Hacking to Improve Disaster Response with Qlik, Medair and Gnip

At Gnip, we’re always excited to hear about groups and individuals who are using social data in unique ways to improve our world. We were recently fortunate enough to support this use of social data for humanitarian good first-hand. Along with Plugged In to Gnip partner, Qlik, and international relief organization, Medair, we hosted a hackathon focused on global disaster response.
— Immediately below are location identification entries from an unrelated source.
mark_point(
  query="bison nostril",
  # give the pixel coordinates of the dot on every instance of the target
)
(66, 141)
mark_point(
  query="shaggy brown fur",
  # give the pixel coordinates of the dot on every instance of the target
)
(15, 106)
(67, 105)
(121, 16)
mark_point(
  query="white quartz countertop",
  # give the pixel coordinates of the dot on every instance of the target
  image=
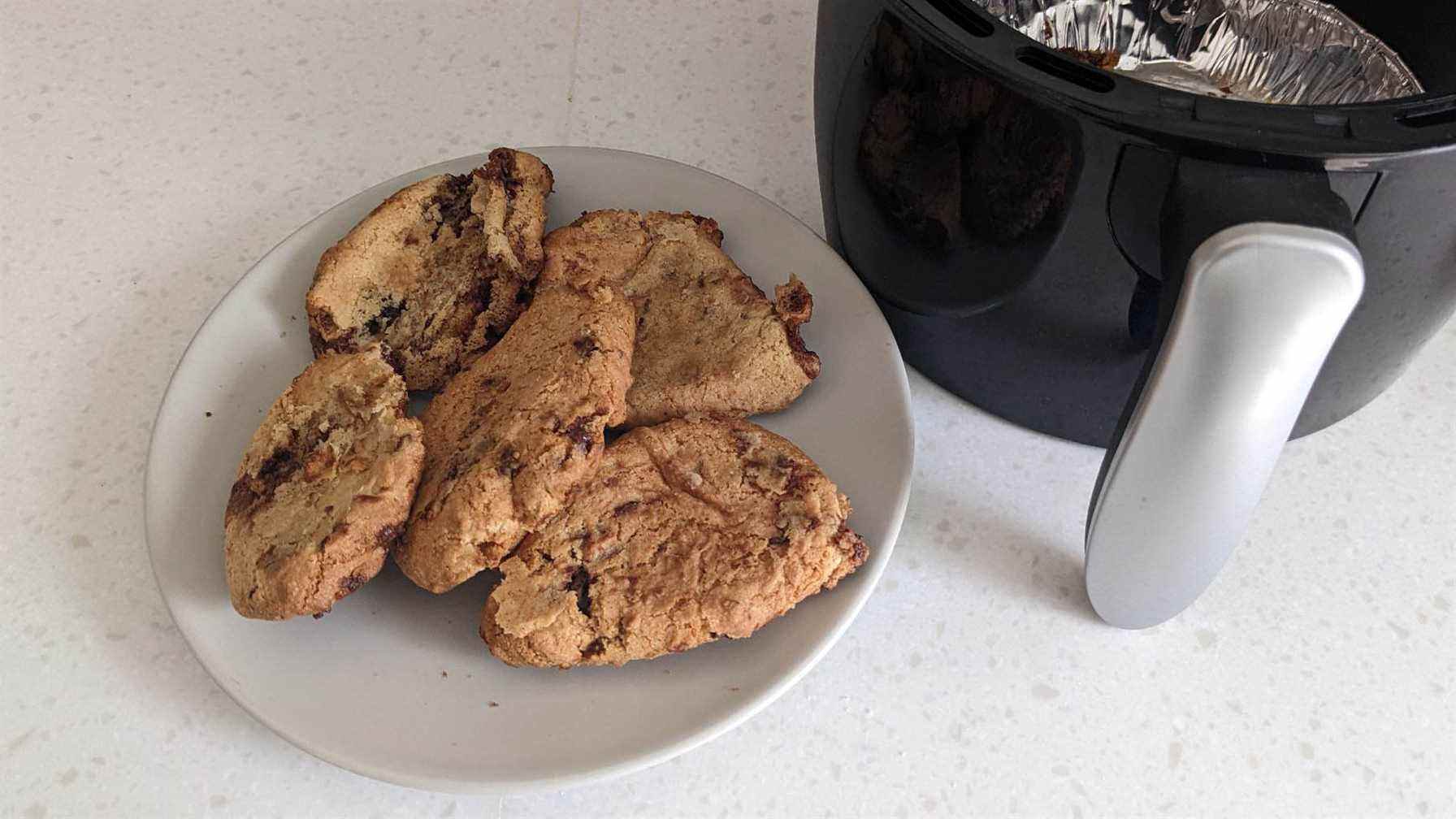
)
(150, 154)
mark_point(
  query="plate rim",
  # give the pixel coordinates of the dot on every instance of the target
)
(587, 776)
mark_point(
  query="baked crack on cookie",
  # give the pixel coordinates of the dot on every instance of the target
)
(516, 431)
(689, 531)
(323, 488)
(708, 340)
(439, 271)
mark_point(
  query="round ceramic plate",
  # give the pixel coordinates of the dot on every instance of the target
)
(395, 682)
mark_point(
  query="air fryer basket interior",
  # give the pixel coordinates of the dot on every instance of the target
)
(1283, 51)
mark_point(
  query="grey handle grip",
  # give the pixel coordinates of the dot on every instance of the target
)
(1259, 310)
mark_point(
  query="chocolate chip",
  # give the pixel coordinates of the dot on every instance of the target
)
(586, 345)
(455, 206)
(581, 585)
(578, 435)
(389, 536)
(509, 466)
(386, 317)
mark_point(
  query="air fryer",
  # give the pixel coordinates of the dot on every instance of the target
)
(1184, 279)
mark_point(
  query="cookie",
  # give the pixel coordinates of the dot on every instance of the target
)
(1018, 171)
(691, 531)
(708, 340)
(323, 488)
(516, 431)
(916, 178)
(439, 271)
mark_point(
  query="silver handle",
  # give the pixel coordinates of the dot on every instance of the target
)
(1259, 306)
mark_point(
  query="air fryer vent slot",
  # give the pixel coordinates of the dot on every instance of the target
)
(1066, 70)
(963, 16)
(1428, 117)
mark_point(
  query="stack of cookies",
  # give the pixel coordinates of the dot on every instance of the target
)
(692, 525)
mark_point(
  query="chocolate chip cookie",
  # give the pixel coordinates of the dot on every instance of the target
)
(708, 340)
(323, 488)
(691, 531)
(516, 431)
(439, 271)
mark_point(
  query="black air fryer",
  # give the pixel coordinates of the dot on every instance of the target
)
(1187, 258)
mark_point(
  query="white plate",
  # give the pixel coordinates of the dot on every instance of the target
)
(395, 684)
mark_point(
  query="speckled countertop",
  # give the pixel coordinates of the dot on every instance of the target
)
(149, 156)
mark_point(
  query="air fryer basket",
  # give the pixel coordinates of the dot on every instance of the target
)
(1279, 51)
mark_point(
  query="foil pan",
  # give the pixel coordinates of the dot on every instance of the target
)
(1277, 51)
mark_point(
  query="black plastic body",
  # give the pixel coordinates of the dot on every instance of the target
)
(1050, 324)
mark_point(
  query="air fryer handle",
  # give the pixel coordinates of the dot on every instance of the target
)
(1259, 275)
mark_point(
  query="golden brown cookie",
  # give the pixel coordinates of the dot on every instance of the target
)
(439, 271)
(323, 488)
(516, 431)
(691, 531)
(708, 340)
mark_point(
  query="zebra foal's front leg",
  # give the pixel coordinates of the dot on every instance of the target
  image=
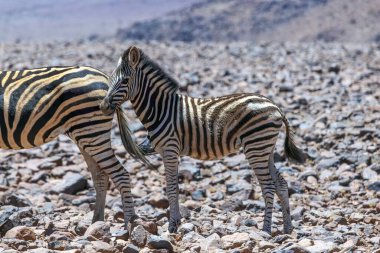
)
(170, 159)
(100, 179)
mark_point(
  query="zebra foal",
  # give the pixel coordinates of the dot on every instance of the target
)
(203, 128)
(37, 105)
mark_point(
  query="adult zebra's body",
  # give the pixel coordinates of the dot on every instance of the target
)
(37, 105)
(203, 128)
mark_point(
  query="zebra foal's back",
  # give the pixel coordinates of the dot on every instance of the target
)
(37, 105)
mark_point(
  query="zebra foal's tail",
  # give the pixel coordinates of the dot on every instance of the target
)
(136, 151)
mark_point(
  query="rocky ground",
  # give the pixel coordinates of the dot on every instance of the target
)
(330, 94)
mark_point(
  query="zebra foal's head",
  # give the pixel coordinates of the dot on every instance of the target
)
(122, 80)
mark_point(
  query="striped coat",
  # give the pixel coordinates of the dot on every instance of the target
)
(37, 105)
(203, 128)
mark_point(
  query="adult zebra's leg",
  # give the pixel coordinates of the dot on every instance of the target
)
(283, 195)
(258, 160)
(101, 180)
(170, 159)
(110, 165)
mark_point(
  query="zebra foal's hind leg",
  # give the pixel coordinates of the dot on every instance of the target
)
(170, 159)
(101, 180)
(258, 160)
(283, 195)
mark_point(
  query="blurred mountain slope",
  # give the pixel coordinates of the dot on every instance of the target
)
(265, 20)
(70, 20)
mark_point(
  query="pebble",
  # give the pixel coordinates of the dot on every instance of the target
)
(158, 200)
(102, 247)
(333, 196)
(157, 242)
(21, 233)
(234, 240)
(139, 236)
(98, 230)
(71, 183)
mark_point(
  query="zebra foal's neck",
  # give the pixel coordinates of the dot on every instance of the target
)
(154, 89)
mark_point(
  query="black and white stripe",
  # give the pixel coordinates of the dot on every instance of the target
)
(203, 128)
(37, 105)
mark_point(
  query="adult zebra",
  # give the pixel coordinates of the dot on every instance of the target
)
(203, 128)
(37, 105)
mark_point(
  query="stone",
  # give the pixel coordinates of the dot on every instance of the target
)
(157, 242)
(70, 184)
(250, 223)
(189, 171)
(232, 205)
(327, 163)
(102, 247)
(210, 243)
(218, 195)
(21, 233)
(234, 240)
(369, 174)
(130, 248)
(139, 236)
(264, 245)
(98, 230)
(320, 246)
(158, 200)
(186, 228)
(374, 186)
(58, 245)
(198, 195)
(14, 199)
(297, 213)
(149, 226)
(184, 211)
(82, 226)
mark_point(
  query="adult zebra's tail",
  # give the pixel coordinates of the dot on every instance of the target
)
(291, 150)
(137, 151)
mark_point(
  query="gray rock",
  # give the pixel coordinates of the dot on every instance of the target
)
(98, 230)
(102, 247)
(327, 163)
(186, 228)
(297, 213)
(130, 248)
(139, 236)
(71, 184)
(369, 174)
(232, 205)
(374, 186)
(198, 195)
(189, 171)
(158, 200)
(157, 242)
(218, 195)
(15, 199)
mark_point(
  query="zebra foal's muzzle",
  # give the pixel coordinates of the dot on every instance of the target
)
(106, 107)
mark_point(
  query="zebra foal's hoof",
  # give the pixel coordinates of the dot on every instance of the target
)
(173, 225)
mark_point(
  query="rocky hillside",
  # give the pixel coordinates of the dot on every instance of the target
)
(259, 20)
(330, 93)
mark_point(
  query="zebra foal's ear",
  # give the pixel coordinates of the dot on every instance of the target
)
(134, 56)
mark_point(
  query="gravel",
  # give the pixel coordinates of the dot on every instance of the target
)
(330, 94)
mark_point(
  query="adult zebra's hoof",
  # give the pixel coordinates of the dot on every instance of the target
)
(130, 222)
(288, 229)
(173, 225)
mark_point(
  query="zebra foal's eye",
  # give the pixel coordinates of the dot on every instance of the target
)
(125, 80)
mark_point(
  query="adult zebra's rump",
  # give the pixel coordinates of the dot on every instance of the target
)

The hackathon took place during Qlik’s annual partner conference in Orlando and studied social content from last year’s Typhoon Haiyan. Historical Twitter data from Gnip was paired with financial information from Medair to give participants the opportunity to create new analytic tools on Qlik’s QlikView.Next BI platform. The Twitter data set specifically included Tweets from users in the Philippines for the two week period around Typhoon Haiyan in November of 2013. The unique combination of data and platform allowed the hackathon developers to dissect and visualize a massive social data set with the goal of uncovering new insights that could be applied in future natural disasters.

For example, one team used Gnip’s Profile Geo Enrichment to map Tweets from highly-specific areas according to keywords such as “water”, “food” or “shelter”. Identifying trends in which geographic areas have greater needs for certain types of aid could provide a model for improving disaster response times and efficiencies. Another team analyzed spikes in the use of certain hashtags as a way to uncover actionable data being shared about the residual impacts of the typhoon. The developers’ efforts were all brought to life through the QlikView.Next visualization platform, making the resulting insight discovery process very intuitive and easy to comprehend. The results were pretty amazing, and here’s a look at the winning app!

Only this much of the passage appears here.